The second ongoing crisis Cornish communities confront is the inability to control the changes wreaking havoc on our land. The hurdle of dictatorial central government power looms across our path. Inevitably, this is extremely convenient for local agents of the state, either bureaucrats or elected. Councillors and their officers hold up their hands in innocent helplessness. ‘It’s nothing to do with us, folks. We have to do this; we have no choice’. On the occasions they don’t meekly follow their orders, appeals and enquiries, heavily weighted towards those with time and money, ensure any temporary resistance is quashed and decisions overturned.
In this way, attempts to slow down or reverse excessive and unsustainable population growth and halt new settlements through the planning process are doomed. Indeed, local ‘consultations’ merely provide a veneer of legitimacy for centrally imposed targets and serve to soak up the energy of campaigners who are left squabbling over where to put the deck chairs as the Titanic serenely steams onwards, ever onwards. The ‘National’ Planning Policy Framework, or the massive cuts in local government funding in Cornwall, or the external control of European grant money, are all part of the apparatus of central power. To begin to bring decision-making closer to people and communities in Cornwall, and ultimately move towards a time when we decide in Cornwall rather then let them decide for us in London, some measure of devolution might be a good idea.
Devolution is now flavour of the month as the old parties run scared of the SNP. Even versions of federalism are taken out of the box, dusted down and timidly given an airing. But while devolution is now admitted into polite company, devolution to Cornwall is another matter entirely and must wait, begging bowl in hand, meekly standing at the kitchen door.
The Tories, committed to new tax and spend powers for Scotland and Wales (and to the Barnett formula) declare proudly that England, Scotland, Wales and Northern Ireland (spot the missing nation) make up ‘the greatest union of nations the world has ever seen’. While this belongs on the shelf marked ‘Typical Tory hyperbole’, it’s significant that Cornwall is missing. For when it comes to practical suggestions outside Scotland and Wales, the Tories get all tongue-tied. There’ll be no devolution to English regions either and Tory ‘devolution’ in practice seems to amount to letting ‘local people have more say on local planning’. Given their record in this area over the last five years, when they’ve allowed local people precious little say while giving bucketfuls to their developer chums, this of course entirely lacks credibility.
Labour’s promises on Scotland and Wales are almost identical. Though they add the possibility of English city and county regions, but only in order, it appears, ‘to drive economic growth and prosperity’. As they don’t mention Cornwall either, it’s unclear whether this leaves the kitchen door ajar for us or whether the Cornish pussy-cat is set to drown in an imposed top-down Devonwall functional region. Locally, Labour candidates treat the Cornish Assembly with contempt, which is a bit odd, or stupid, as the polling evidence indicates Labour voters are quite keen on a Cornish Assembly.

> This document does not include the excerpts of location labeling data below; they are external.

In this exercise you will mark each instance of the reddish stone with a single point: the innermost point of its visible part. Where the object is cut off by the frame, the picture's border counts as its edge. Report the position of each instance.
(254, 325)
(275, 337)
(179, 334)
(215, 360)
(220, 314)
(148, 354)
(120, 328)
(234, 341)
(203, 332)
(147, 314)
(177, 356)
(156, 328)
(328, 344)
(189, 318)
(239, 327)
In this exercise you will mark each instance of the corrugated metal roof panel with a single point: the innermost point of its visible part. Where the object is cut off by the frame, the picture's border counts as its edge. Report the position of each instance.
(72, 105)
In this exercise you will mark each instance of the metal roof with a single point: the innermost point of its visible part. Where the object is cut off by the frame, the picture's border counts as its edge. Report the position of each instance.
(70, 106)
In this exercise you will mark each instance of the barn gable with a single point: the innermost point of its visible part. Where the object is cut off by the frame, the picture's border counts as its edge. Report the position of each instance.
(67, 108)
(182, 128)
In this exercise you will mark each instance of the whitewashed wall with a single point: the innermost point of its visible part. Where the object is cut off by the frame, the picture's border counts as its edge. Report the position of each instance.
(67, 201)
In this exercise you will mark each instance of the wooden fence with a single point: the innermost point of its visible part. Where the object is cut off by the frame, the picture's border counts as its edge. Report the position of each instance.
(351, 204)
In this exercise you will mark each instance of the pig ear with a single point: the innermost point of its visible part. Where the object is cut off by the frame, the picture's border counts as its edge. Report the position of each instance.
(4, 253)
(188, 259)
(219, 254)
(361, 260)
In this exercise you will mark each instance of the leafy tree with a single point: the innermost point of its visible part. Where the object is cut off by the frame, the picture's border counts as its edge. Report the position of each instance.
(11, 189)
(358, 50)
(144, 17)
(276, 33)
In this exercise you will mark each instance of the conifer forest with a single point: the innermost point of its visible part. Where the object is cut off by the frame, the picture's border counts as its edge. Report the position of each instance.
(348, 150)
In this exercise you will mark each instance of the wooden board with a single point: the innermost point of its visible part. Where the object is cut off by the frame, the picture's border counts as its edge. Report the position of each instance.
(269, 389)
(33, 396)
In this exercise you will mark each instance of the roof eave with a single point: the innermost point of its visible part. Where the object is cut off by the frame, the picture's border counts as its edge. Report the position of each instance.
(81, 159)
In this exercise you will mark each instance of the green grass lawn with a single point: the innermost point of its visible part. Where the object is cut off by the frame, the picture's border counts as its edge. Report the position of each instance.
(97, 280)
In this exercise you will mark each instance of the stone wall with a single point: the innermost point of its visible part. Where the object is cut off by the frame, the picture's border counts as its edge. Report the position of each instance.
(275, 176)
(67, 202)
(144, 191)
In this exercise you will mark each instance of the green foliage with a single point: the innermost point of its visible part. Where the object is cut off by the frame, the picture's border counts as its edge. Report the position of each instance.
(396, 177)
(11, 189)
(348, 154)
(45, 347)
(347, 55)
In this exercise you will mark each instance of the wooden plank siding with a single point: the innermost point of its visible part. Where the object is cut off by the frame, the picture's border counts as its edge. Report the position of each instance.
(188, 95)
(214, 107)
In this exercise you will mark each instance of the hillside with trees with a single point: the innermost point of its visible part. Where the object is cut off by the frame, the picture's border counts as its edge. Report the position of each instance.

As, even more incredibly, are Ukip voters. But Ukip will have no truck with devolution, regarded as an unholy EU plot to dismember the UK. In fact, they’d get rid of the Barnett formula and see off those pesky Scots wildlings once and for all.
The Lib Dems are a lot more forthcoming, harking back to the days of Gladstone and home rule all round. They curiously claim that in government they’ve ‘devolved power to councils and communities’. This must be as in devolving the power to starve, as they mysteriously omit to mention the swingeing cuts in council budgets they’ve also made as local government took the brunt of the failed 2010-12 austerity experiment. But sound the trumpets and praise the Lord, they’re promising devolution ‘for example’ to a Cornish Assembly. Except that it turns out it isn’t a Cornish Assembly; it’s devolution to the discredited Cornwall Council. This would be a mega-disaster for the cause of Cornish devolution on a par with the Lib Dem driven imposition of this unfit for purpose institution in the first place. The sad old Liberal Democrats are either having a laugh or still clearly fail to understand the words ‘Cornish Assembly’, confusing them with with ‘Cornwall Council’.
The Greens explicitly want to create an Assembly for Cornwall, with similar powers to the Welsh Assembly. MK goes further, proposing a National Assembly with powers at least equal to the Scottish Parliament in 1998. Curiously, the Con/Lab/Libs sagely tell us that voting for MK would be a wasted vote. But then, they used to say that about the SNP not so long ago.